New entries in that lookup table are not created via INSERT, but via a REPLACE INTO statement. This is because it could happen, that two requests hit the same page, both are a cache miss and both try to create an entry in that lookup table. Easy solution …

The InnoDB gap lock

While digging deeper into that problem with our deadlocks, i found an article from Jervin Real from Percona about the InnoDB gap lock where he states the following:

For a non-INSERT write operation where the WHERE clause does not match any row, I expected there should’ve been no locks to be held by the transaction, but I was wrong

Until the moment i read that, i expected the same. But when you read that article from Jervin and the aging bug report in the MySQL bugzilla about the gap lock, you will understand that this makes perfect sense and you start to think about a REPLACE INTO statement being the right thing in this situation.
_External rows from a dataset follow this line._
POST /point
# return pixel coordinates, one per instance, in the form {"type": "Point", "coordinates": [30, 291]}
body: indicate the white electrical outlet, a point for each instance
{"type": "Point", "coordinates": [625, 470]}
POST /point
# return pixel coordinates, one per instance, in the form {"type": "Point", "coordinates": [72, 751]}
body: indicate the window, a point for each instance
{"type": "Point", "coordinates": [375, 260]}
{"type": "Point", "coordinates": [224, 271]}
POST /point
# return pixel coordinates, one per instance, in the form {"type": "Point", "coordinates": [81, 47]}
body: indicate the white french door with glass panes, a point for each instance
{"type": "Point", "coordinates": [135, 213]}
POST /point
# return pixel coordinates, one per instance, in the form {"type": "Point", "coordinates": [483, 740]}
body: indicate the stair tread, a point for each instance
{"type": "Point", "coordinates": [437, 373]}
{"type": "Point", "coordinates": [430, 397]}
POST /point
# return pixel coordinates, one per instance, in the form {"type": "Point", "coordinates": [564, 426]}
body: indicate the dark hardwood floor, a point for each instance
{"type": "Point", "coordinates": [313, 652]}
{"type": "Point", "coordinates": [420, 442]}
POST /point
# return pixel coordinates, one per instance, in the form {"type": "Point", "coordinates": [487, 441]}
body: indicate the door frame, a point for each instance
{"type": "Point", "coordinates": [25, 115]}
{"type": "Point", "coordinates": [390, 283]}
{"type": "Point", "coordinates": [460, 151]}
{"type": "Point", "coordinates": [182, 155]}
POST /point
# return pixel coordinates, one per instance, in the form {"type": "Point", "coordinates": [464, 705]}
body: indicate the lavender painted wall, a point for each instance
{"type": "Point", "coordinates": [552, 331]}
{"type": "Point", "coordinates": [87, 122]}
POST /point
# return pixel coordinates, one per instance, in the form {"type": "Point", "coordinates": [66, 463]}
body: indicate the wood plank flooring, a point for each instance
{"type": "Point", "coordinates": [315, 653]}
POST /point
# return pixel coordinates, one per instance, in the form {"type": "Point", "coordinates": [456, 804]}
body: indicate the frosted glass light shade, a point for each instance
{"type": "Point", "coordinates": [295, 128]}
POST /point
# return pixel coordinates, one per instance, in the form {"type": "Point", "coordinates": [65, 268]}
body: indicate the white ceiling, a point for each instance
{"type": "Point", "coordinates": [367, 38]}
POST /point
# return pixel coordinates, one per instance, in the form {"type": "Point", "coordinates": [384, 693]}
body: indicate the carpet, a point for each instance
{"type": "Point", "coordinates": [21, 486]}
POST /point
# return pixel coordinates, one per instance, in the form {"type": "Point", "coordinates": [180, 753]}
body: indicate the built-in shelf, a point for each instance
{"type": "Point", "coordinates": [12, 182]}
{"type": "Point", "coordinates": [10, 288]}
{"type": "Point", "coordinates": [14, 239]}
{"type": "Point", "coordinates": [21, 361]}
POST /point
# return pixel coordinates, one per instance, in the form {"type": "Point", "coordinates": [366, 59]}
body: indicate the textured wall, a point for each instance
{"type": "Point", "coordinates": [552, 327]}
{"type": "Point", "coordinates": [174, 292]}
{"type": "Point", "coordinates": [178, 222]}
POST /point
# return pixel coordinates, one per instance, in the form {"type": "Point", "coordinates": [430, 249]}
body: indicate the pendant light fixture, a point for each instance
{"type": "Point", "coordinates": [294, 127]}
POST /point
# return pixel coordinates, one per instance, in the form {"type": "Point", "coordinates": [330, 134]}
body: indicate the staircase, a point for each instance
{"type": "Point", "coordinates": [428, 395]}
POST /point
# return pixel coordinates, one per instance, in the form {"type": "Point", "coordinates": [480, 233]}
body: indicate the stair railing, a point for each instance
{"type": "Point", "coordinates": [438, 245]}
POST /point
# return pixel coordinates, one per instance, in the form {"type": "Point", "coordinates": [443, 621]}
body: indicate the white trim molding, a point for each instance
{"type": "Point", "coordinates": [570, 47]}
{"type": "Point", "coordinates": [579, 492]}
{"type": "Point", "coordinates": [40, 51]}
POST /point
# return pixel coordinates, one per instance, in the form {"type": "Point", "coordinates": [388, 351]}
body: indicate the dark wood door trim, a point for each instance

How we solved that problem?

We just replaced that REPLACE INTO statement with a INSERT ON DUPLICATE KEY UPDATE statement, which does exactly this. If the primary key is found, it updates that record, if not, the record gets inserted. This solved the problems with the deadlocks in that case.

You think that REPLACE INTO works exactly that way? Keep on reading.

The lesser known problem with REPLACE INTO

Do you know what REPLACE INTO really does? Let’s see:

CREATE TABLE a (
id INT(1) UNSIGNED NOT NULL PRIMARY KEY,
data VARCHAR(255) NULL
);
CREATE TABLE b (
id INT(1) UNSIGNED NOT NULL PRIMARY KEY,
fk INT(1) UNSIGNED NOT NULL,
data VARCHAR(255) NULL,
FOREIGN KEY (fk)
REFERENCES a(id)
ON DELETE CASCADE
);
INSERT INTO a VALUES (1, ‘test’);
INSERT INTO b VALUES (1, 1, ‘test’);
REPLACE INTO a VALUES (1, ‘data’);

What do you think will the result of a SELECT * FROM b; look like?

Exactly, the table is empty. This is because the REPLACE INTO first deletes the found record (which triggers the delete cascade) and then creates a new one. This might be expected behavior, depending on the situation, but to my understanding this would normally not be the intended behavior and at least this was new to me.